Pathologic findings - The pathologic findings of HLH result from the aggressive proliferation of normal histiocytes and T-lymphocytes in various tissues. Hemophagocytosis of red cells (erythrophagocytosis), other white blood cells, or platelets in the bone marrow, spleen, or lymph nodes is the key diagnostic finding. Infiltration of the liver and bone marrow with histiocytes and the antiproliferative effects of cytokines result in damage to these organs.
Diagnostic Criteria for HLH
Since HLH is often fatal, one must have a high index of suspicion of HLH for patients who present with several of the following: high fevers, maculopapular rash, failure to thrive, central nervous system symptoms, hepatosplenomegaly, lymphadenopathy, cytopenias, coagulopathy, abnormal liver function tests, and high serum ferritin.
The diagnosis of HLH requires the presence of all five major criteria. Either criterion (a) or a combination of criteria (b) and (c) may substitute for one of the major criteria. If a patient meets only four criteria and the clinical suspicion for HLH is high, one must initiate appropriate treatment, as delays may be fatal.
Specialized testing - Some of the following tests may be helpful in supporting the diagnosis, including histologic evidence of chronic persistent hepatitis, low natural killer cell activity, coagulopathy with markedly prolonged activated partial thromboplastin time, and increased concentrations of circulating soluble interleukin (IL)-2 (sIL-2R) receptor (sCD25). Serum NSE (neuron-specific enolase) levels were found to be inversely proportional to the platelet count, and sequential changes in NSE levels appeared to reflect the clinical course. The soluble hemoglobin-haptoglobin scavenger receptor CD163 levels track closely with disease activity and correlate with serum ferritin.
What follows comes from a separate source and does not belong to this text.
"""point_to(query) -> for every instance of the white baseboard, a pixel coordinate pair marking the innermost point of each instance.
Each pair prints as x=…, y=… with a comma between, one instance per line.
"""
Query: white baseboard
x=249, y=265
HLH-94 protocol - This protocol included induction therapy with dexamethasone, etoposide (VP-16), cyclosporine (started at week 9), and intrathecal methotrexate, followed by pulses of dexamethasone and VP-16 for up to one year. Results of this study showed an overall survival of 55 percent at a median follow-up of 3.1 years.
HLH-2004 protocol - A new version of the HLH treatment program was initiated in January, 2004. This protocol can be obtained from the Histiocytosis Association of America.
Hematopoietic cell transplantation - Allogeneic hematopoietic cell transplantation (HCT) seems to provide the best overall cure rate for HLH patients. HCT is indicated in patients who have homozygous mutations in the various genes associated with HLH, those who responded poorly to the initial eight weeks of therapy, and those with CNS disease.